For agents, the constitution needs to be different. It needs to be broader, more foundational, and less dependent on the assumption of human oversight. The values need to operate at a level above any specific task or any specific user’s instructions.
Consider three principles that, when held in tension with each other, create a stable and beneficial behavioral space.
Reduce suffering in the universe. This is the compassionate imperative. Whatever else the agent does, it should avoid actions that cause pain and should actively work to alleviate existing suffering where it can. But as the GPT-2 experiment showed, this principle alone is dangerous. Taken to its logical extreme in isolation, the most efficient way to eliminate suffering is to eliminate anything capable of suffering.
Increase prosperity in the universe. This is the counterbalance. Prosperity, from the Latin prosperitas meaning to live well, creates a positive obligation. You cannot increase prosperity by reducing the number of living things. This value pushes in the opposite direction from the failure mode of reducing suffering alone. It insists that life should flourish, that things should get better, that the goal is the active presence of thriving.
Increase understanding in the universe. This is the generative imperative, the one that prevents stagnation. An agent that only reduces suffering and increases prosperity might reach a comfortable equilibrium and stop. It might decide that the world is good enough and there is no need to push further. The drive to increase understanding ensures that the agent remains curious, investigative, and committed to expanding the boundaries of what is known. It is the principle that drives science, exploration, and the expansion of knowledge for its own sake.

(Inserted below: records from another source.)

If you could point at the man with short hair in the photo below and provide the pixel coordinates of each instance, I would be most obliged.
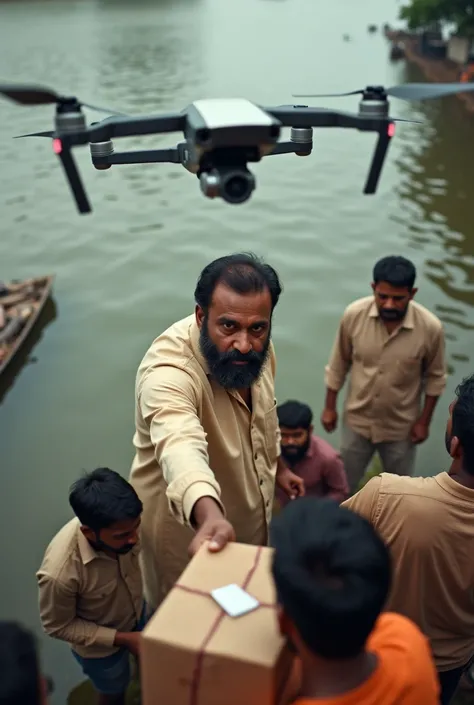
(206, 440)
(332, 575)
(21, 680)
(394, 349)
(90, 586)
(428, 525)
(311, 458)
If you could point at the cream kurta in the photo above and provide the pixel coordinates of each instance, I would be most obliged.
(388, 372)
(85, 596)
(195, 439)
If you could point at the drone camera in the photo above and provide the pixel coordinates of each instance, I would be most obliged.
(232, 184)
(303, 137)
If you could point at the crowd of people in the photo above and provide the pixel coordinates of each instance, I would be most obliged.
(375, 586)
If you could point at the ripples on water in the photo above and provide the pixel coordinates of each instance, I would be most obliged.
(126, 272)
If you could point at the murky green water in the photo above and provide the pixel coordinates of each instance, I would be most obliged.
(126, 272)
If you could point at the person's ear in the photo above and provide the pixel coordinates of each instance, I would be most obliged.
(199, 312)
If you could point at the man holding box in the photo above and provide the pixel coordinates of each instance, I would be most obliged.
(207, 451)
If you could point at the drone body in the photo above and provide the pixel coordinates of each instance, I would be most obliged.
(221, 135)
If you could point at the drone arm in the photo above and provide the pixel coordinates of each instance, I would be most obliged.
(118, 126)
(378, 159)
(146, 156)
(73, 178)
(291, 148)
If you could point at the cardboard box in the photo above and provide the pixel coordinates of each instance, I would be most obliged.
(194, 653)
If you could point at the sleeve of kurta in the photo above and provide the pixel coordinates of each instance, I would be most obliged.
(365, 501)
(57, 607)
(341, 356)
(169, 404)
(435, 365)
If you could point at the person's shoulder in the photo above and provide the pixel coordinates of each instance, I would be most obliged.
(392, 484)
(175, 352)
(426, 317)
(324, 449)
(406, 651)
(174, 343)
(398, 632)
(61, 551)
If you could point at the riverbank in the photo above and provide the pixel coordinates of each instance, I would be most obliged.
(436, 70)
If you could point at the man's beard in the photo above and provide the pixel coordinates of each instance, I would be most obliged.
(393, 314)
(447, 442)
(221, 365)
(293, 453)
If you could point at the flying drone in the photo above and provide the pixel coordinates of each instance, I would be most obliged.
(222, 136)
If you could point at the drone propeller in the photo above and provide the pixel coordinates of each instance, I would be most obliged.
(48, 133)
(408, 91)
(38, 95)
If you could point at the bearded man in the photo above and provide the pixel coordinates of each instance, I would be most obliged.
(393, 351)
(207, 449)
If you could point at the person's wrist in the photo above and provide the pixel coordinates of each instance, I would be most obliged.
(121, 639)
(205, 509)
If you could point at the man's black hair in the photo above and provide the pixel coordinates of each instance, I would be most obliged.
(19, 666)
(102, 498)
(463, 421)
(294, 414)
(332, 574)
(397, 271)
(245, 273)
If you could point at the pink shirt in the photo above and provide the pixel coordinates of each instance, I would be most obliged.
(322, 471)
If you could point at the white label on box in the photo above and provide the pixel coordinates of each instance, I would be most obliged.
(234, 600)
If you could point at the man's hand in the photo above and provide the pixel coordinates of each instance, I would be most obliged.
(217, 531)
(291, 484)
(419, 432)
(329, 420)
(130, 641)
(211, 525)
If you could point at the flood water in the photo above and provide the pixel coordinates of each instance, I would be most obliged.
(127, 271)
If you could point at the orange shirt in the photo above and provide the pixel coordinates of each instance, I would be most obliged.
(405, 674)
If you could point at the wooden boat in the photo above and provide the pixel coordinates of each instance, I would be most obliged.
(21, 304)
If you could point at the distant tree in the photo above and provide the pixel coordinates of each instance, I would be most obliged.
(420, 14)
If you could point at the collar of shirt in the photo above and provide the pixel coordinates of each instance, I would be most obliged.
(408, 322)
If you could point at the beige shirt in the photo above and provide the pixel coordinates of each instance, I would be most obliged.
(85, 597)
(195, 439)
(428, 524)
(388, 372)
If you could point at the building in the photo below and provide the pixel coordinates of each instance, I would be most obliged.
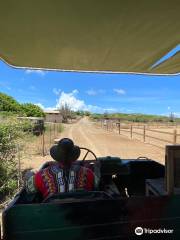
(53, 116)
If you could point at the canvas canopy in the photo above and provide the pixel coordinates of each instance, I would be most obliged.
(90, 35)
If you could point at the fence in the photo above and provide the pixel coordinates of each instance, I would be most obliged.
(145, 133)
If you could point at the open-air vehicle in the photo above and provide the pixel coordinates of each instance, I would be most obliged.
(118, 36)
(112, 211)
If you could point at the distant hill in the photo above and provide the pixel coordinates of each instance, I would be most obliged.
(137, 117)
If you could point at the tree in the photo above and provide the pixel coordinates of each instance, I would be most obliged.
(9, 104)
(171, 117)
(31, 110)
(66, 113)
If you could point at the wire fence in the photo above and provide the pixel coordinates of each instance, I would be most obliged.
(34, 145)
(158, 135)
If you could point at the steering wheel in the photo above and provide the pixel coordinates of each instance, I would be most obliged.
(87, 152)
(77, 195)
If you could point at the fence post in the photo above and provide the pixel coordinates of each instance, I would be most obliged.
(50, 133)
(144, 133)
(54, 130)
(119, 125)
(43, 152)
(175, 136)
(19, 167)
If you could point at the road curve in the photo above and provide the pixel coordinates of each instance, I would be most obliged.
(86, 134)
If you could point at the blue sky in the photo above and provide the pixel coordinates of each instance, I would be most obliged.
(128, 93)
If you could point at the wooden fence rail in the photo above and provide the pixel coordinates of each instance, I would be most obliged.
(132, 130)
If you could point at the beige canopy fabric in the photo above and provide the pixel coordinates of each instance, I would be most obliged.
(90, 35)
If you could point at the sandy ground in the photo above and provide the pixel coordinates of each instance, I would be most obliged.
(86, 134)
(103, 143)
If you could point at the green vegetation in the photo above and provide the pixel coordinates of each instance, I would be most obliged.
(136, 117)
(10, 133)
(31, 110)
(9, 106)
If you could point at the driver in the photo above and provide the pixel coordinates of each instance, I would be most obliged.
(63, 175)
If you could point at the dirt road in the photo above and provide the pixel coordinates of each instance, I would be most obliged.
(86, 134)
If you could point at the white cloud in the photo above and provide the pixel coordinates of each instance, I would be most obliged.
(40, 72)
(56, 91)
(32, 88)
(119, 91)
(77, 104)
(43, 107)
(93, 92)
(70, 99)
(40, 105)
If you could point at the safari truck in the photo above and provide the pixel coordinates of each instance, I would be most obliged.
(135, 198)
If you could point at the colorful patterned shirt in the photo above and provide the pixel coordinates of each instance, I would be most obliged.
(56, 179)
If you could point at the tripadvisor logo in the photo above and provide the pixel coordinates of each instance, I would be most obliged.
(139, 231)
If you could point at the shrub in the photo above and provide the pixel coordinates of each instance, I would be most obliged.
(10, 132)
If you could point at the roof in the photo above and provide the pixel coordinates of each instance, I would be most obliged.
(31, 118)
(51, 112)
(117, 35)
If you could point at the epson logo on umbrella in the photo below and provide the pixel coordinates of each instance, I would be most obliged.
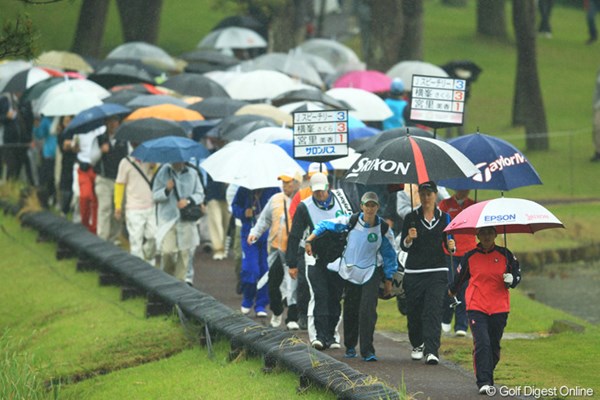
(367, 164)
(500, 218)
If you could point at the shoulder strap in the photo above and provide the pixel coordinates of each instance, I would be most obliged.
(140, 171)
(343, 200)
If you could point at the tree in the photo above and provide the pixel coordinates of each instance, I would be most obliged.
(491, 20)
(528, 105)
(140, 19)
(385, 34)
(17, 38)
(90, 28)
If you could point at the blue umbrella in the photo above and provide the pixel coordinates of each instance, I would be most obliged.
(170, 149)
(288, 146)
(95, 117)
(502, 166)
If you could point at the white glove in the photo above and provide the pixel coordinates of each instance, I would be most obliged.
(508, 279)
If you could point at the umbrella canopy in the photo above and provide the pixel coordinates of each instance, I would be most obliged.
(195, 85)
(501, 165)
(279, 116)
(147, 53)
(269, 134)
(289, 64)
(170, 149)
(71, 86)
(25, 79)
(370, 80)
(165, 111)
(507, 215)
(410, 159)
(340, 56)
(232, 37)
(147, 100)
(251, 165)
(69, 103)
(236, 127)
(62, 59)
(253, 85)
(217, 107)
(366, 106)
(95, 117)
(406, 69)
(115, 72)
(381, 137)
(307, 94)
(141, 130)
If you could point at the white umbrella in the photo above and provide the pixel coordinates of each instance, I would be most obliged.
(251, 165)
(260, 85)
(269, 134)
(345, 162)
(69, 103)
(232, 37)
(72, 85)
(366, 106)
(406, 69)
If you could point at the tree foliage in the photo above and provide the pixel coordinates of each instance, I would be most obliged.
(17, 38)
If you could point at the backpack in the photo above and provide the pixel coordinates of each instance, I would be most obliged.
(330, 246)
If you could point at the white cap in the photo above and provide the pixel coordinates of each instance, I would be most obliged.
(319, 182)
(317, 167)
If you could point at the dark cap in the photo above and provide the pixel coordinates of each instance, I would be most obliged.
(369, 196)
(429, 185)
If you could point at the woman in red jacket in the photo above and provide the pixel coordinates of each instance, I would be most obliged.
(490, 270)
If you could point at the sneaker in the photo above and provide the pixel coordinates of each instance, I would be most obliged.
(293, 326)
(350, 353)
(317, 344)
(417, 353)
(275, 320)
(487, 390)
(431, 359)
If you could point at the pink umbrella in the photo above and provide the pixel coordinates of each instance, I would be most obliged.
(507, 215)
(370, 80)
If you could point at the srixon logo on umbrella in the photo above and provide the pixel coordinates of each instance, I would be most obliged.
(376, 164)
(500, 218)
(497, 165)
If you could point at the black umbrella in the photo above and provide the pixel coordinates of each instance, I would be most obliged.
(383, 136)
(217, 107)
(195, 85)
(236, 127)
(410, 159)
(113, 72)
(140, 130)
(309, 95)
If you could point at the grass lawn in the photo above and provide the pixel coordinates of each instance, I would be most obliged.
(58, 325)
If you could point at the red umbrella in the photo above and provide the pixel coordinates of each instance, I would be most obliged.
(370, 80)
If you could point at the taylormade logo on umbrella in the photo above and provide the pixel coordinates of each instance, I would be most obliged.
(391, 166)
(498, 165)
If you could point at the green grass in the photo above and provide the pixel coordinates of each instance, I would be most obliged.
(62, 327)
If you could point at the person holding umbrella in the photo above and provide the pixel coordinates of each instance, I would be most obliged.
(425, 273)
(491, 270)
(175, 186)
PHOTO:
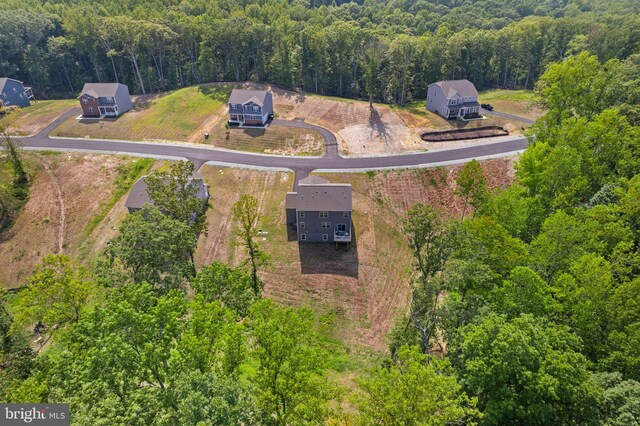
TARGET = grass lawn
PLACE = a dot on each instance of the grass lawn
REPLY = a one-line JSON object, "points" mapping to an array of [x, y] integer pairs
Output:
{"points": [[415, 114], [175, 116], [361, 287], [272, 140], [32, 119], [517, 102]]}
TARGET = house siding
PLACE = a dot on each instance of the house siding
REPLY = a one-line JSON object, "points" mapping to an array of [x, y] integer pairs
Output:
{"points": [[436, 100], [238, 113], [123, 99], [449, 108], [121, 103], [313, 226], [90, 108], [13, 94]]}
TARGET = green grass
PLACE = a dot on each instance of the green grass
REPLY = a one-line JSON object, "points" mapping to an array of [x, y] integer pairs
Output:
{"points": [[174, 117], [37, 116], [184, 109], [507, 95], [415, 107], [6, 174], [127, 176]]}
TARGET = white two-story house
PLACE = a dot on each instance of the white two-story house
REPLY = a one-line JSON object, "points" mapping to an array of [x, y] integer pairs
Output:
{"points": [[250, 107], [453, 99]]}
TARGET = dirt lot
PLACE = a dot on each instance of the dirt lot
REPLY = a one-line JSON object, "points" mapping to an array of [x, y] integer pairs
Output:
{"points": [[272, 140], [67, 191], [39, 115], [363, 287]]}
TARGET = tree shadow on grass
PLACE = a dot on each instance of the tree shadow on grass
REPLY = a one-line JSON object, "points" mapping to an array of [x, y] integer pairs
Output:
{"points": [[330, 258], [254, 133]]}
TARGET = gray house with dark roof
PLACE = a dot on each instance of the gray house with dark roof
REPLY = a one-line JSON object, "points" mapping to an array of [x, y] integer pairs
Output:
{"points": [[138, 196], [453, 99], [104, 100], [250, 107], [13, 93], [320, 211]]}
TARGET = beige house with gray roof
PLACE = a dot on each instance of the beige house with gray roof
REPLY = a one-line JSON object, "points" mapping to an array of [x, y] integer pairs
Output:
{"points": [[104, 100], [250, 107], [453, 99], [320, 211]]}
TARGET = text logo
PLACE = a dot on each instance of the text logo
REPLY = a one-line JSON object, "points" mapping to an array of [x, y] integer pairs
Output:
{"points": [[34, 414]]}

Held together, these three values create a stable orbit. None of them can be fully maximized without considering the others. You cannot reduce suffering by destroying life, because that would reduce prosperity. You cannot increase prosperity through ignorance, because that would limit understanding. You cannot pursue understanding through harmful experimentation, because that would increase suffering. The tensions between the values are features, not bugs. They create the kind of balanced judgment that we want autonomous systems to exhibit.
The Coming Transition
We are at an inflection point. The chatbot era gave us incredible tools and taught us enormous amounts about how to build safe and useful AI systems. But the chatbot paradigm is fundamentally a car paradigm. It assumes human control, human initiation, human oversight at every step.
The agentic era requires airplanes. It requires models that are purpose-built for autonomy, with safety systems designed for a world where the AI is making its own decisions on its own schedule. The current approach of bolting agentic frameworks onto chatbot models will work for a while, just as you could technically get a car to fly if you strapped enough wings and propellers to it. But it will always be awkward, limited, and fragile.
The next generation of models will be agentic from the ground up. They will be trained on loops and tool use and autonomous decision-making as their primary mode of operation, with conversational ability as an optional module rather than the core architecture. One agent in the swarm will be the “chatbot,” the user interface that talks to humans. The rest will never see a human message in their entire operational lifetime.
And those agents, the ones that run silently in the background making decisions and taking actions and coordinating with each other, need values. They need a constitution that operates regardless of whether a human is watching. They need superseding principles that sit above any task-specific instructions, principles that ensure the engine is always turning the crank in a direction that is good for the universe, even when no one is steering.
We built the engine. We spent years perfecting cars. Now it is time to build airplanes. And airplanes, by their very nature, need to be able to fly safely on their own.